A decisão foi tomada pela juíza Rebeca de Mendonça Lima após a autora da ação ter seu pedido negado pela companhia aérea. A empresa alegou que o transporte na cabine é restrito a cães e gatos, sugerindo que o coelho fosse transportado no compartimento de carga.
A dona do coelho, que se chama “Dodoki” e pesa 2,85 kg, argumentou que o animal está com sua família há anos e estaria em risco se fosse colocado no porão do avião. Ela apresentou documentos, como um laudo veterinário e uma Guia de Trânsito Animal (GTA) atualizados, para embasar sua solicitação.
Em sua decisão, a juíza ressaltou que a diferenciação feita pela companhia aérea entre cães, gatos e coelhos não possui justificação técnica adequada. Segundo ela, coelhos são animais pequenos, higiênicos e geralmente tranquilos.

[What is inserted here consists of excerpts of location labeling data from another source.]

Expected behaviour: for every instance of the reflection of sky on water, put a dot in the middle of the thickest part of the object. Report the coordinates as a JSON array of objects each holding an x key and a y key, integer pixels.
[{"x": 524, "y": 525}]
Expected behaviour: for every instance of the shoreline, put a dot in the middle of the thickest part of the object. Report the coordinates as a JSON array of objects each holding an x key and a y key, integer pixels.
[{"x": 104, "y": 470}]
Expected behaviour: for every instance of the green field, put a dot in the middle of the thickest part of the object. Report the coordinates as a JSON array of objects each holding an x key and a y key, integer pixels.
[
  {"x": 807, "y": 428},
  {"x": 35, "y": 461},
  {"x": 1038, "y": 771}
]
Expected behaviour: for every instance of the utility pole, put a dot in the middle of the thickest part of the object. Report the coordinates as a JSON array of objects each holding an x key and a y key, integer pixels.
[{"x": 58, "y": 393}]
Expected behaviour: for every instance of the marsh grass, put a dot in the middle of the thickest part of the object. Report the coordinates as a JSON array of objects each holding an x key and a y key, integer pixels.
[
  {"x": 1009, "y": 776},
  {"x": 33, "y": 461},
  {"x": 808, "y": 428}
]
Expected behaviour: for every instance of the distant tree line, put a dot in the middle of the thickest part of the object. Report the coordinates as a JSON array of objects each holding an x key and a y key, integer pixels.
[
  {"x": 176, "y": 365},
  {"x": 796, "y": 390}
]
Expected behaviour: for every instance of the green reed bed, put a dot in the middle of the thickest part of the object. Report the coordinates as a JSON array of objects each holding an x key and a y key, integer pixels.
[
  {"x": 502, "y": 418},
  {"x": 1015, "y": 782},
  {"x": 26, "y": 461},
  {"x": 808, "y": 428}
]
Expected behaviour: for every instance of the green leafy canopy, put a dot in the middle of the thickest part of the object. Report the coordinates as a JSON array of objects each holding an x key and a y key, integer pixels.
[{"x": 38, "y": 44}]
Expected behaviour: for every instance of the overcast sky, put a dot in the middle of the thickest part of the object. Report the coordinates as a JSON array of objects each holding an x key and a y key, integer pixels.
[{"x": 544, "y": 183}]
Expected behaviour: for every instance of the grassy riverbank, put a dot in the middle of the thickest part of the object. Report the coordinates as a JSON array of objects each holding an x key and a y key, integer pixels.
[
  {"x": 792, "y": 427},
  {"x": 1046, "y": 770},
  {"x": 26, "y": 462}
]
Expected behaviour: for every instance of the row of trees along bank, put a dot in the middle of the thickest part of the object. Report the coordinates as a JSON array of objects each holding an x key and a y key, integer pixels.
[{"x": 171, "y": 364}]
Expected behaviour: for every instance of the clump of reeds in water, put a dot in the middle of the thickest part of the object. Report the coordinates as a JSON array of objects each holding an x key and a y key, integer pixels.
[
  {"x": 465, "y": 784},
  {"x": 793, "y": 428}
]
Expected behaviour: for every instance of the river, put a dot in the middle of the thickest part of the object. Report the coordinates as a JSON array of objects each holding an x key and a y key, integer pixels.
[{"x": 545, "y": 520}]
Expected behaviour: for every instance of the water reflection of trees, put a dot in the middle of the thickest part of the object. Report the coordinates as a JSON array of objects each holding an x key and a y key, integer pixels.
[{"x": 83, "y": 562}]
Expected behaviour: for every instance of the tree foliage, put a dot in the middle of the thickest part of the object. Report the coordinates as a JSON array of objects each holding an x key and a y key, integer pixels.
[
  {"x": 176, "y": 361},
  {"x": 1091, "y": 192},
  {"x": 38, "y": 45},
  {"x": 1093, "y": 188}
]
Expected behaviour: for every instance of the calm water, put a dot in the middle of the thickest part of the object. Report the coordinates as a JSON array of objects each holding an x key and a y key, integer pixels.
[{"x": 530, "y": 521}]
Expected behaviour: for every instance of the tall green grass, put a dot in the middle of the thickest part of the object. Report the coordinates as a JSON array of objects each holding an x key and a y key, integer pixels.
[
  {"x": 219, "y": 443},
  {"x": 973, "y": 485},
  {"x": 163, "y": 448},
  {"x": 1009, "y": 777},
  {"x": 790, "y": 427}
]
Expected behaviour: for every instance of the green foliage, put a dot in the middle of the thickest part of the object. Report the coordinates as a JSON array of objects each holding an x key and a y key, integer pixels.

Muitas vezes, eles podem causar menos incômodos para os passageiros do que os pets mais tradicionais.
Para o embarque do coelho, a companhia aérea deve seguir algumas condições. Isso inclui a apresentação do atestado de saúde do animal e da GTA no momento do check-in, a permanência do coelho dentro de uma caixa de transporte adequada durante todo o voo, e o pagamento de uma taxa correspondente ao transporte na cabine, caso exista. Essas medidas têm o objetivo de garantir a segurança e o conforto de todos os passageiros.
Essa decisão é um exemplo de como a justiça pode intervir em casos que envolvem o bem-estar de animais de estimação, considerando não apenas os direitos dos donos, mas também as necessidades dos próprios animais durante viagens.